I'd like to publicly proclaim my gratitude for everyone who leaves critique on this blog. It is my firm belief that those of you who have been cheerleading are doing so out of a sincere desire to cheer on your crit partners, colleagues, and friends. If there's any hidden motive in the cheering, I've been oblivious. And, frankly, I'd rather stay that way. (At any rate, I've already said that I don't like the cheerleading. So if the cheerleaders wish to stick around, I trust that they will start leaving valid critiques instead of cheering.)
Also? There are times when critiquers say positive things that aren't
cheerleading; they are simply pointing out strengths in an excerpt, which is valid. To accuse these folks of trying to pimp their own blogs via positive critiques is absurd.

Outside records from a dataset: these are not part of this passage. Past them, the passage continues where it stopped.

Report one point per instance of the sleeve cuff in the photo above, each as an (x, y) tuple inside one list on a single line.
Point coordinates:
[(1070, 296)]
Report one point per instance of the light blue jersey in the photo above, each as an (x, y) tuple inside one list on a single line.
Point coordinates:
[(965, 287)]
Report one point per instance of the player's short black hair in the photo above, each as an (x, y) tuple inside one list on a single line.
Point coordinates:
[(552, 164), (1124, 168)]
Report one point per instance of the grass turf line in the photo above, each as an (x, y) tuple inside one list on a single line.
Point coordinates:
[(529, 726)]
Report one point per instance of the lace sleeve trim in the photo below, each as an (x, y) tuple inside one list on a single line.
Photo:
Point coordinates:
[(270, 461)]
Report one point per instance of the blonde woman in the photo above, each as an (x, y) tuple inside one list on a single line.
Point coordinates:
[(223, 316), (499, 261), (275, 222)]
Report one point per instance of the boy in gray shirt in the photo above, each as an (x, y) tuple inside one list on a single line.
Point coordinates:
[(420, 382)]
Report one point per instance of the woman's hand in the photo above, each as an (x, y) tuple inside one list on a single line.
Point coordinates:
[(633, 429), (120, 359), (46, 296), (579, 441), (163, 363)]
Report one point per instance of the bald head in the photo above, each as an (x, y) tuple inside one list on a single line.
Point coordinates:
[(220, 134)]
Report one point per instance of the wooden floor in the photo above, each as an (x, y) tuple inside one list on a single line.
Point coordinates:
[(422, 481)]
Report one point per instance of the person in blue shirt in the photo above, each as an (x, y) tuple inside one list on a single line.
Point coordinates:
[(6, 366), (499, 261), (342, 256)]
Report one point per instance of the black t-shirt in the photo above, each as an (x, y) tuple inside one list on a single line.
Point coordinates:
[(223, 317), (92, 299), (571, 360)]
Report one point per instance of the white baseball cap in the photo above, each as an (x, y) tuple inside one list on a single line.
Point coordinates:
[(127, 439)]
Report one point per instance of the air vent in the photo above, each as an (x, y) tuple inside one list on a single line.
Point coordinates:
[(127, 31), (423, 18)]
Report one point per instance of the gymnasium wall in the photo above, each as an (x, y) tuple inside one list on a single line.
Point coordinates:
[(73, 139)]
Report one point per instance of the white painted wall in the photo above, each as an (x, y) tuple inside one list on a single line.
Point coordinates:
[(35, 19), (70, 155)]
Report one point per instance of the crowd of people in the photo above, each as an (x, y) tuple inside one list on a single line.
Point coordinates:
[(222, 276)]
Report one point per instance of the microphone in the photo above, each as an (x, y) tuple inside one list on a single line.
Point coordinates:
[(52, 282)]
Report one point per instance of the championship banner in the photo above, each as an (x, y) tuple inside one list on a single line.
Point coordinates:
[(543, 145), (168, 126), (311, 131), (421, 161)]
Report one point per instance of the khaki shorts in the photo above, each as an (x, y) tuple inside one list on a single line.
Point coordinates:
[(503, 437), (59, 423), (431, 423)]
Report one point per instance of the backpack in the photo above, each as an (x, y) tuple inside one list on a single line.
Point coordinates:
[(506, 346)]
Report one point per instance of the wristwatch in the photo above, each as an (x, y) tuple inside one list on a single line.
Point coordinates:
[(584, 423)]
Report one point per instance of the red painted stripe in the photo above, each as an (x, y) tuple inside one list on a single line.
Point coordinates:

These are the kinds of comments that need to be deleted before you hit "send". Seriously.
12. TO THE ANONYMOUS PUBLISHING PROFESSIONAL
- Thank you for deigning to leave your thoughts. Insight from industry professionals, particularly those with years of experience, is always appreciated.
- I absolutely agree that it is important to pay close attention to what the dissenters say. This is wise counsel.
- I disagree that most of the comments were "vacuous". I asked a simple question about the Secret Agent contests in order to ascertain its level of relevance, and most commenters answered that question. Letting me know the reasons why they didn't enter this month's round was actually quite helpful.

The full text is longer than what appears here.